During the question and answer period at virtually every cyber conference I’ve ever gone to, I stand up and say, “I’ve got a question for you. I have a guy that hosts data. Does he need cyber coverage or does he need professional liability coverage?” Every time I get this crummy answer saying, “You know, I think he needs both.” Well, the reason I ask that question is this tricky fact: nobody entrusted him with the stuff that’s on that server.
This is all hypothetical because a case like this has never made it to the inside of a courtroom to my knowledge. If it ever did, I don’t know how they would see the situation. My thoughts on the subject could be different than how the court would actually judge.
The way I see it, when your data is hosted on a server, the data is actually entrusted to someone else other than the host; it’s only accessed through that server. I’ve said to those cyber conference sessions that I’d feel much better standing next to my hosting guy in a courtroom with a big professional liability limit than I would a cyber limit. Because I’m sure the allegation would be that he didn’t put in the proper safeguards to protect the information. In other words, he failed in some kind of duty or what people expected him to provide in the services that he offers.
To explain it in a different way, there was a guy I knew who was a jeweler who was out in his car in San Francisco because he sells to jewelry stores. He couldn’t find any self-parking, so he went to a garage with valet parking. He went to see the jewelry store, came back, and then found out his car had been stolen along with all the jewelry in the back. He sued the parking garage for the loss, which was somewhere around a million dollars.
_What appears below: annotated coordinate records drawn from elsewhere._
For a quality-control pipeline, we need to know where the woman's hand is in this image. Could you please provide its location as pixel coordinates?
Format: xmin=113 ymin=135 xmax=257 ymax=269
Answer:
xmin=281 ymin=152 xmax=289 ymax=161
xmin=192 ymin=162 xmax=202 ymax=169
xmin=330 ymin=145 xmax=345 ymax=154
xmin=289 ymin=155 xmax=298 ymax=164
The court said, no, there’s no way for the parking garage to know what you had in the trunk. They are responsible for the car but not what you had inside of it because there’s no way for them to know.
If a data host ever had a problem with a breach, would it be a cyber problem or a professional liability problem? Think about it this way, there is no way for them to know what you had on the server. All they’re responsible for is valet parking your data. That’s the way I see it.